D’un point de vue français ou occidental, ces kidnappings d’enfants semblent insensés. Mais il est important de se mettre à la place de celui qui souhaite rentrer avec son enfant, pour avoir une vision globale du problème.
Père étranger, mère japonaise, à qui la faute ?
Avoir un enfant n’est en soi pas une décision à prendre à la légère, mais faire un enfant avec une personne étrangère mérite une réflexion encore plus profonde et surtout une bonne connaissance des traditions et de la culture locale.

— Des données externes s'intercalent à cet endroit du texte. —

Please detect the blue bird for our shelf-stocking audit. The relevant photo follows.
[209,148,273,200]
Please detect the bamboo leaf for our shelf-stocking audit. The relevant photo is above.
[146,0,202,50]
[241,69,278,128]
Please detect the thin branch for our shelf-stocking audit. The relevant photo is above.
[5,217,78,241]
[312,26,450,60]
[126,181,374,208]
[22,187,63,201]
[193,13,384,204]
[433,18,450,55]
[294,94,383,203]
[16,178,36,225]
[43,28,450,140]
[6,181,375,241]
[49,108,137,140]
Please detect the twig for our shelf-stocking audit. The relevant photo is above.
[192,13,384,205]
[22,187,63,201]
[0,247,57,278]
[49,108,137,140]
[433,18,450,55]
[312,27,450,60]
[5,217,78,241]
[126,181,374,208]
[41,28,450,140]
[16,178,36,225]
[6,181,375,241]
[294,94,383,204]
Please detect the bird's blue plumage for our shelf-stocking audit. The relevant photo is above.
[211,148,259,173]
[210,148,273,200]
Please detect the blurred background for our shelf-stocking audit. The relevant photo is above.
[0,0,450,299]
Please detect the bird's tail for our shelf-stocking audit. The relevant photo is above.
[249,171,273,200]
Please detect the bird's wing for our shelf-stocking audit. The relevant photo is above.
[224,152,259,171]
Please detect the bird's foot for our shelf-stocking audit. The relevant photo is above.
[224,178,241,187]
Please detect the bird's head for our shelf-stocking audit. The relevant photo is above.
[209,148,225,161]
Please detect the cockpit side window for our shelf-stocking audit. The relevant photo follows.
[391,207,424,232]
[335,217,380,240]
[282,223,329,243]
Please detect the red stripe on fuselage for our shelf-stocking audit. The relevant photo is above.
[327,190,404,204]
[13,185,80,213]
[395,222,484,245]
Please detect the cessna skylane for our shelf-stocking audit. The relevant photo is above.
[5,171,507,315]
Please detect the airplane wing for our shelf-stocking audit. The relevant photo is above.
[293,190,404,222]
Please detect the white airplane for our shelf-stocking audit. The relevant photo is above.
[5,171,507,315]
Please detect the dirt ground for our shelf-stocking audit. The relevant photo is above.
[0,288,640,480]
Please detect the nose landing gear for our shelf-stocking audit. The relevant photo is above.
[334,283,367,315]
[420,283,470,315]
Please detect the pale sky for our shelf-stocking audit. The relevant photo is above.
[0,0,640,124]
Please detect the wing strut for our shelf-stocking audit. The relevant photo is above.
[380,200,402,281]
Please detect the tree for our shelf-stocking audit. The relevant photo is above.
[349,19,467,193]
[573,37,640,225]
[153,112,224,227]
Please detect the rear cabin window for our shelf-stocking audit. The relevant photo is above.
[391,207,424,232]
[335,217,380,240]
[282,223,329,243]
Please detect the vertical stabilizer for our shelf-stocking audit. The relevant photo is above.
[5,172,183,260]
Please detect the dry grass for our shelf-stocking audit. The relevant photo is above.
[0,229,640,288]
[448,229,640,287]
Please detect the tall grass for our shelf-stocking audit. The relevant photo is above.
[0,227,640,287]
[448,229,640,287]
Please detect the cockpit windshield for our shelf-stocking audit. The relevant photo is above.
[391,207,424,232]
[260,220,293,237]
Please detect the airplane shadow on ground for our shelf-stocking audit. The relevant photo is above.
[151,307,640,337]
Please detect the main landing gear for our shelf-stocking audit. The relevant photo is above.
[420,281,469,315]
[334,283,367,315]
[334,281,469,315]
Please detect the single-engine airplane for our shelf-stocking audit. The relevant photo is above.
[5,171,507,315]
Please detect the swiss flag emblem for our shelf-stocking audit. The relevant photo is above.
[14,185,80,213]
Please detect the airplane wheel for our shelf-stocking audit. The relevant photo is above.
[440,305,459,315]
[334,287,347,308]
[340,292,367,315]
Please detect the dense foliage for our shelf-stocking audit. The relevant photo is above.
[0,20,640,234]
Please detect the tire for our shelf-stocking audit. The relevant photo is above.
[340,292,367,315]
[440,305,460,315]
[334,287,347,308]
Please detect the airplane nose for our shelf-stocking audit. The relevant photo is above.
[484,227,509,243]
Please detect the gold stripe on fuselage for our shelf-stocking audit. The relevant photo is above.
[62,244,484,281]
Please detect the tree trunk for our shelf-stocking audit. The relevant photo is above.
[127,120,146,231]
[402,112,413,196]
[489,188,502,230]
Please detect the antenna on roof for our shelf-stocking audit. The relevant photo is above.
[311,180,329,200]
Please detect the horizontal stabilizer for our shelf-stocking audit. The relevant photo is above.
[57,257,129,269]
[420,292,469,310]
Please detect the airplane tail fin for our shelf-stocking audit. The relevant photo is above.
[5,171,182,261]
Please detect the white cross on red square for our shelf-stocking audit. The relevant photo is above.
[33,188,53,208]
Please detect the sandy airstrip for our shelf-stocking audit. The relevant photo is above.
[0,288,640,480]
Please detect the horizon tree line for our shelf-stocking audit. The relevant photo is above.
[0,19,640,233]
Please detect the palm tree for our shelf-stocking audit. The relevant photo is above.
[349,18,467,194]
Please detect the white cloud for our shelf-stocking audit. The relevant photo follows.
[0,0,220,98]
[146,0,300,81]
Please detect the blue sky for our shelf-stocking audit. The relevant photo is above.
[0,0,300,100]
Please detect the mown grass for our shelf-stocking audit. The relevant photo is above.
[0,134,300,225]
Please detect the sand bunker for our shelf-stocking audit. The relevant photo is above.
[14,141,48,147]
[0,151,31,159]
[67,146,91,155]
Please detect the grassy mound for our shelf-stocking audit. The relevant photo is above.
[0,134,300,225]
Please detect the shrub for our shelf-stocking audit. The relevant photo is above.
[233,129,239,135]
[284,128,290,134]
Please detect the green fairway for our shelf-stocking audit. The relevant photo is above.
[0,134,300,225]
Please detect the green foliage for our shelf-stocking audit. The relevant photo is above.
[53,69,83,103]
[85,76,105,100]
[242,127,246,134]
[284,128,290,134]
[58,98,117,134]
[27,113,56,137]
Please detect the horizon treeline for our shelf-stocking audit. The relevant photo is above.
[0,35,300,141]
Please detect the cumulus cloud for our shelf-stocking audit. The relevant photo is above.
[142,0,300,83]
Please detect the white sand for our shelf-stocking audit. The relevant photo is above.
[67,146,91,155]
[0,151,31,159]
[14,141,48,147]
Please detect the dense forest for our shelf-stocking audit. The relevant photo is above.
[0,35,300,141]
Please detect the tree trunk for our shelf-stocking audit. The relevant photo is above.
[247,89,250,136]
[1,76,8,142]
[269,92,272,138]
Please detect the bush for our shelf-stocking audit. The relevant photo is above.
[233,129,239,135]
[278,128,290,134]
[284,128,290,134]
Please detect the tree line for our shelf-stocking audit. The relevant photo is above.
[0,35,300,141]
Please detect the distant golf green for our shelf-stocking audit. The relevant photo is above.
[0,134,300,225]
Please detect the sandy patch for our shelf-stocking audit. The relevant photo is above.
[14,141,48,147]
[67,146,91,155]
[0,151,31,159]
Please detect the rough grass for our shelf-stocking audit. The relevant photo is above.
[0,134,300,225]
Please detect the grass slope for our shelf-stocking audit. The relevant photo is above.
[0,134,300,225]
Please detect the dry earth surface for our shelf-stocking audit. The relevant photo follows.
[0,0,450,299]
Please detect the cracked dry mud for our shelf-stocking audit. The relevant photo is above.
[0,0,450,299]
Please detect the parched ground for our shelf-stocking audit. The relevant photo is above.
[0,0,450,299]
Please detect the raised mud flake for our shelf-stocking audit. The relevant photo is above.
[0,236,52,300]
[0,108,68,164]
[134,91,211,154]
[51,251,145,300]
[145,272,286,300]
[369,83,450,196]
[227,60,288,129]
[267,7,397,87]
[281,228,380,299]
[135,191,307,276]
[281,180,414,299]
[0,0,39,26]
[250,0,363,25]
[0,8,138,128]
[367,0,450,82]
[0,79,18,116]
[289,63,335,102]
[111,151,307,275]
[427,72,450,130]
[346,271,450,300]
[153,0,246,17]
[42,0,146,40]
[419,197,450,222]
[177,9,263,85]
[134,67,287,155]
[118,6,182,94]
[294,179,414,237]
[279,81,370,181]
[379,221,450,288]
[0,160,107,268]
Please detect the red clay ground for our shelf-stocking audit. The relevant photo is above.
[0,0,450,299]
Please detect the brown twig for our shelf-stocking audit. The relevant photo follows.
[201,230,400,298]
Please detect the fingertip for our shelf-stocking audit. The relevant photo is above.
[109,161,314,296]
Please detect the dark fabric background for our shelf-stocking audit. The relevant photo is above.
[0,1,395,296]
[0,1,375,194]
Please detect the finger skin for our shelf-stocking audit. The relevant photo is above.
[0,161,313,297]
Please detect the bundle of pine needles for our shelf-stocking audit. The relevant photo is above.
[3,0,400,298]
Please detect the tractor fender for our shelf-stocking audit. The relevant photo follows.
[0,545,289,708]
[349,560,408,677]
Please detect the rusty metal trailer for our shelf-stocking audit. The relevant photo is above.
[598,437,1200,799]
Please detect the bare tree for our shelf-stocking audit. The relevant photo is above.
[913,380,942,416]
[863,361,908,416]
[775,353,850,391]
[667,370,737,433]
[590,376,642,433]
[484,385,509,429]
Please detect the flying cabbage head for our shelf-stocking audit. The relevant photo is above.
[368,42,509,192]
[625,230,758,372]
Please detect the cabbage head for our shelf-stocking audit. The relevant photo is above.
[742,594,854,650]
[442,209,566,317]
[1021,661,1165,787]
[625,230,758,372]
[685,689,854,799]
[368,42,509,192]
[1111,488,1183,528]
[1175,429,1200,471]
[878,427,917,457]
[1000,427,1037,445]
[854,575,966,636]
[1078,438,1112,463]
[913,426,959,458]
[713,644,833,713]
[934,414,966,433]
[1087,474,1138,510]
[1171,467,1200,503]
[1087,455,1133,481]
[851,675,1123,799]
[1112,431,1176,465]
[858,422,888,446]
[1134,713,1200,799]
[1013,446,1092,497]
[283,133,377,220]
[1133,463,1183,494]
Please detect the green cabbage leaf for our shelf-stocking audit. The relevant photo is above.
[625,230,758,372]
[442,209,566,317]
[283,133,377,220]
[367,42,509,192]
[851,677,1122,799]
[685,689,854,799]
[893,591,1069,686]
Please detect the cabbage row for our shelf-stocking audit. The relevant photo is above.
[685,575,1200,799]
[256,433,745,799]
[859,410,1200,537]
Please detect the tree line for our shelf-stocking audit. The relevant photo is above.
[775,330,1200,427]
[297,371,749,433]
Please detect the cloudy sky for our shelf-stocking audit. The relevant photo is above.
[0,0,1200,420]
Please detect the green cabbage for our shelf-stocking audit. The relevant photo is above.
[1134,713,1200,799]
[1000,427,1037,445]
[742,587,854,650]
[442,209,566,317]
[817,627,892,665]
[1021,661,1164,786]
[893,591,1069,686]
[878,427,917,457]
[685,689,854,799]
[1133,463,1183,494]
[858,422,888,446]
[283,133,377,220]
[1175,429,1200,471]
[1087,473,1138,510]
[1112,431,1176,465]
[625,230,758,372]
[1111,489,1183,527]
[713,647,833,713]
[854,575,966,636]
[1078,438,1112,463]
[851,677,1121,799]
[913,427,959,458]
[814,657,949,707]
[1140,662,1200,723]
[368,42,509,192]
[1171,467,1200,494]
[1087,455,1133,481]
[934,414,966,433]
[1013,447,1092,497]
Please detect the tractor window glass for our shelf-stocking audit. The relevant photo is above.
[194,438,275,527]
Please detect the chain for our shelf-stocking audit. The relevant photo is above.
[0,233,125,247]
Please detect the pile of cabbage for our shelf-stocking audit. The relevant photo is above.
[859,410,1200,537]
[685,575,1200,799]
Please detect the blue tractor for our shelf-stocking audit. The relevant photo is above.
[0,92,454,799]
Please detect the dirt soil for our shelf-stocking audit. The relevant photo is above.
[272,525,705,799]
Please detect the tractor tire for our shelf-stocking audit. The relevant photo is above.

Pour une mère japonaise, surtout si elle est éloignée de son pays d’origine suite à son union avec un étranger, il peut sembler tout à fait évident de rentrer au pays avec l’enfant suite à une séparation. Suivant ce fameux principe de continuité, et le fait que la garde lui sera de toute façon attribuée, elle ne pensera pas forcément qu’elle commet un délit. On utilise d’ailleurs plus volontiers le terme d’éloignement et non celui d’enlèvement dans ces cas au Japon. D’autres agiront ainsi en pensant ne pas avoir d’autres choix. Dans leur pays d’accueil, elles peuvent être démunies face à la langue, aux lois et ne pas avoir les connaissances nécessaires pour comprendre que des recours légaux (et allant dans l’intérêt des deux parents) sont possibles.
La méconnaissance des coutumes locales est valable dans les deux sens.
Bien sûr, certaines sont parfaitement conscientes de la situation et emmèneront l’enfant au Japon, pour en avoir la garde exclusive, en se reposant sur les décisions qu’elles leur savent favorables. Mais n’est-ce pas ce que fait un parent étranger lorsqu’il s’oppose aux décisions japonaises ?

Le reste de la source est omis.